Teachers of color continue to be underrepresented in the United States, even though the student population is expected to be majority-non-white by 2020—meaning many students don’t see themselves reflected in the people educating them. But a new study points to a fairly straightforward strategy for retaining non-white teachers who might feel isolated at work: providing them with administrative support.
Previous research has suggested that teacher turnover hurts student achievement, and that (as might be expected) solid administrative support helps keep teachers in their jobs, regardless of race. In a Brookings Institution report released this week, economists Steven Bednar and Dora Gicheva looked at whether that support means even more for teachers of color. They find it does.
Analyzing four years’ worth of survey data from the National Center for Education Statistics, the report looks at teachers’ perception of support from administrators, their co-workers, and their students’ parents. A sense of encouragement and backing from administrators, rather than from co-workers or parents, gave the biggest bump to teacher retention.
But those effects were strongest overall for minority teachers in schools where 90 percent or more of the teachers were white. Support from principals and other higher-ups does seem to matter more for non-white teachers at schools with overwhelmingly white staffs. That support also had an especially strong effect in less affluent schools, further suggesting that an attentive administration has a greater effect the more strained teachers feel, whether it’s by a lack of diversity, a lack of resources, or both.

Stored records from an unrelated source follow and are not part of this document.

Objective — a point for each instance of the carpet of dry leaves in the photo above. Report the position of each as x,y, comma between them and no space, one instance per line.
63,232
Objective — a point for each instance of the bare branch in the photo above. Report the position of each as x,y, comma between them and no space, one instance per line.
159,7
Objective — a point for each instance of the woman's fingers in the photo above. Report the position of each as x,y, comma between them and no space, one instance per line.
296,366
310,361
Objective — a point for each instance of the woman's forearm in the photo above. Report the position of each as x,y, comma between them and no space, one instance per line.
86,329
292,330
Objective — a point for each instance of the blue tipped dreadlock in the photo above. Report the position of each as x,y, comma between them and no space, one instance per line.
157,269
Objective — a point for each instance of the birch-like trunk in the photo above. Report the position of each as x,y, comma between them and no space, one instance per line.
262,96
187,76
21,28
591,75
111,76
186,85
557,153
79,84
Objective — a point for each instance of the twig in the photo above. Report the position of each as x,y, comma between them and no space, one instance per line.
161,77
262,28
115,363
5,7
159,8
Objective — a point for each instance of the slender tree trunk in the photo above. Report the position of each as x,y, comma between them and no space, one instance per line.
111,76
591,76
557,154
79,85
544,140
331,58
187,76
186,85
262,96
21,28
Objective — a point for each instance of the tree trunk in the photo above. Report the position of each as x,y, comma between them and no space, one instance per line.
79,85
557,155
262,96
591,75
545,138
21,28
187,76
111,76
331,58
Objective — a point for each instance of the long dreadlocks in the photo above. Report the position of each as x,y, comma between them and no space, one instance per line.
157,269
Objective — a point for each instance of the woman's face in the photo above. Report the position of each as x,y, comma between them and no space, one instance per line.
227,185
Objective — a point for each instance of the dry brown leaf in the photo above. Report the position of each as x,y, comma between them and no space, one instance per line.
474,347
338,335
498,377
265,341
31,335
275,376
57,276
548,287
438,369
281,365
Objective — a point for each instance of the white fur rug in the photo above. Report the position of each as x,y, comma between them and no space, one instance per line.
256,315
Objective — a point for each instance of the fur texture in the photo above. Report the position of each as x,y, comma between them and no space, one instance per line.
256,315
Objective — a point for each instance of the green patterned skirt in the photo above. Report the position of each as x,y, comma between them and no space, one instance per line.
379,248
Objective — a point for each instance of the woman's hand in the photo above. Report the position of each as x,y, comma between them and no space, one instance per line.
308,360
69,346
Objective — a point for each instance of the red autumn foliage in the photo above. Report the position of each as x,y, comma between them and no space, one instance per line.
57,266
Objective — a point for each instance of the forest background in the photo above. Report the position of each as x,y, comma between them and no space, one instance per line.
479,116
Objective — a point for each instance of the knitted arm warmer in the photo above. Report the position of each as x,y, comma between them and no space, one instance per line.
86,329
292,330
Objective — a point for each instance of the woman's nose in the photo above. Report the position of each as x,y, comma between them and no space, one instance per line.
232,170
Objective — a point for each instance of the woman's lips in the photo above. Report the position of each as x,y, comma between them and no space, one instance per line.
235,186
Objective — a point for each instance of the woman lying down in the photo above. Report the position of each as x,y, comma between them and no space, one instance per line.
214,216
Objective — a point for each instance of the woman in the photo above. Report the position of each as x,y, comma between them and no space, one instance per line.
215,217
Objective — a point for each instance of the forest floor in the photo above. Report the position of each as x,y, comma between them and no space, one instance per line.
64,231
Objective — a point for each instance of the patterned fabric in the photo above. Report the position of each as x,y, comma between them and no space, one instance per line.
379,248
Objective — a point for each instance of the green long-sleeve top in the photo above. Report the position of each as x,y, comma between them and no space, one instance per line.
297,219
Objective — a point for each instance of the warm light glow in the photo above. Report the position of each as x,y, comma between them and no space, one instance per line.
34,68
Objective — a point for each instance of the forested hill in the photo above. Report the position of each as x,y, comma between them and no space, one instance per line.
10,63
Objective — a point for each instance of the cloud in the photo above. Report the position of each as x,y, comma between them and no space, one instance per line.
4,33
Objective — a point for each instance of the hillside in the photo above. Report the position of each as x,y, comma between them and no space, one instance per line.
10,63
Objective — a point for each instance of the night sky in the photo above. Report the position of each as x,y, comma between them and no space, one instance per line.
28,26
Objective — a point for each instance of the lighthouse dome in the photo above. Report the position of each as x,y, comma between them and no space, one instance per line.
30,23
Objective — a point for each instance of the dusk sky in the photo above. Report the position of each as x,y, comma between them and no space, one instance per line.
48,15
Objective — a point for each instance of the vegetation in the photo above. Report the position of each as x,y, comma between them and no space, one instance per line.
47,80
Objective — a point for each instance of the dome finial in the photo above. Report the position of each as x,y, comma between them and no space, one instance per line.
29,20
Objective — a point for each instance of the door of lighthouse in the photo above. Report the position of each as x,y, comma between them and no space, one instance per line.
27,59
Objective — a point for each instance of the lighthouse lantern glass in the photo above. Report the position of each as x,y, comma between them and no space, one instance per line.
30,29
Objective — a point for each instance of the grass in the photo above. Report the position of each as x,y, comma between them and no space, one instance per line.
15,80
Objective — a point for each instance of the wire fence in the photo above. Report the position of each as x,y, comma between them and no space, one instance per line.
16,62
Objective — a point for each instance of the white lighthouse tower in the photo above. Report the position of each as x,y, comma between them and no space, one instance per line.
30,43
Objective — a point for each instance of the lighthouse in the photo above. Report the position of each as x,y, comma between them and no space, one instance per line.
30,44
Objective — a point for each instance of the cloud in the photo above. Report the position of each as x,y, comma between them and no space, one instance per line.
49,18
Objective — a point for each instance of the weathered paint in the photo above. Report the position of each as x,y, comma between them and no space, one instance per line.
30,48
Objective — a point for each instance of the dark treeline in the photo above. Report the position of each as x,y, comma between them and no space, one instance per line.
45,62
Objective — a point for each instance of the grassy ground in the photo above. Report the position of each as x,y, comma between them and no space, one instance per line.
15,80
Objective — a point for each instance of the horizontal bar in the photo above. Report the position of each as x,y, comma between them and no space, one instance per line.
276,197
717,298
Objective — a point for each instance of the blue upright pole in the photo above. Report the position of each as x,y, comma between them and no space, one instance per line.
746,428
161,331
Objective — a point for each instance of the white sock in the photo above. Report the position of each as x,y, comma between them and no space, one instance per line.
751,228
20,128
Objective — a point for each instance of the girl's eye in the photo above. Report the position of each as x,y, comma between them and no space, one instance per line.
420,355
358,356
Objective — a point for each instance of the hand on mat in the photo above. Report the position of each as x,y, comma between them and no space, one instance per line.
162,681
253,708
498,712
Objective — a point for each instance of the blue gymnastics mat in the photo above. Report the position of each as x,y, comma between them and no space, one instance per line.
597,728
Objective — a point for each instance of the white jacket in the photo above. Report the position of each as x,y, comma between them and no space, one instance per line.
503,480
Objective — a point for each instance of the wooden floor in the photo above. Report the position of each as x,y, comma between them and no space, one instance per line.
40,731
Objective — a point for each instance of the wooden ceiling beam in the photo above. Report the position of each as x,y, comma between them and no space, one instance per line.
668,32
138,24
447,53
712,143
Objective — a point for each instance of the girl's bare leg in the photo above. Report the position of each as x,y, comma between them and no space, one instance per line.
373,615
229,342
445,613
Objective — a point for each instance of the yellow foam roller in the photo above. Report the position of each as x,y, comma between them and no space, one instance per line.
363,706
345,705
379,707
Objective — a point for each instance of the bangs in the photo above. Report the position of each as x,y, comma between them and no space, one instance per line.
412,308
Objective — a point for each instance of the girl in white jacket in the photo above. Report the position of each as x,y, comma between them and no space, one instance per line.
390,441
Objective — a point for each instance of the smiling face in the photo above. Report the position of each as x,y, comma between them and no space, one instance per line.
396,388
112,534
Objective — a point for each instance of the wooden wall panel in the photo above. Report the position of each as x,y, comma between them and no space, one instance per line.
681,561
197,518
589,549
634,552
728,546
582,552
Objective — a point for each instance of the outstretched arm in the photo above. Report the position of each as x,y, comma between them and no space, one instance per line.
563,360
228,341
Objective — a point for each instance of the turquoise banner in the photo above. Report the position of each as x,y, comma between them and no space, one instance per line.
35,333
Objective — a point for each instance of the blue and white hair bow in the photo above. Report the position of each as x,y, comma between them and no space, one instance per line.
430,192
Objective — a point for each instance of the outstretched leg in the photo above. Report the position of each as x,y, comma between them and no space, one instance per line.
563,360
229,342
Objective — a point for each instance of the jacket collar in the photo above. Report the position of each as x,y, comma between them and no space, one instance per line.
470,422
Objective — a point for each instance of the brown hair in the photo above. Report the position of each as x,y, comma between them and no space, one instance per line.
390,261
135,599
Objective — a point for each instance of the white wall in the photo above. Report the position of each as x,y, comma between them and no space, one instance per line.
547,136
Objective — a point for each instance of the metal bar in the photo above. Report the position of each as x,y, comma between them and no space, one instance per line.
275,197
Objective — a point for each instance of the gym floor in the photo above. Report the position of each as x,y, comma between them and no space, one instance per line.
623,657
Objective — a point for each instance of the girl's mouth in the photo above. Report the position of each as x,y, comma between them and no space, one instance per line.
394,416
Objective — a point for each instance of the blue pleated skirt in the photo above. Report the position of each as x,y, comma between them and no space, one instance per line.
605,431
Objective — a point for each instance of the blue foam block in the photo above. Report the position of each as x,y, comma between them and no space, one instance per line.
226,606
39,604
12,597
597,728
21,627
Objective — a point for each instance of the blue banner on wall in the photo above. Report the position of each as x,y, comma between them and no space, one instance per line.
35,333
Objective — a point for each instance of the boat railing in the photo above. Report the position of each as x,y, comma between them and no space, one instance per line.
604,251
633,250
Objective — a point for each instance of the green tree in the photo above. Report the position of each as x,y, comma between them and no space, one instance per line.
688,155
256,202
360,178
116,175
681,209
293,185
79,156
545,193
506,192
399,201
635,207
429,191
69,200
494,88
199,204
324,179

More studies are needed to understand which forms of support—like providing more teacher training, for example, or vying to improve school climate directly—works best, and how greater minority teacher retention translates into student achievement, the researchers note. But it’s clear that plenty of schools could increase their non-white staff. Over two-thirds of the schools surveyed in the NCES data employed 10 percent or fewer minority teachers. It seems providing those teachers support makes a difference in practice, not just in theory.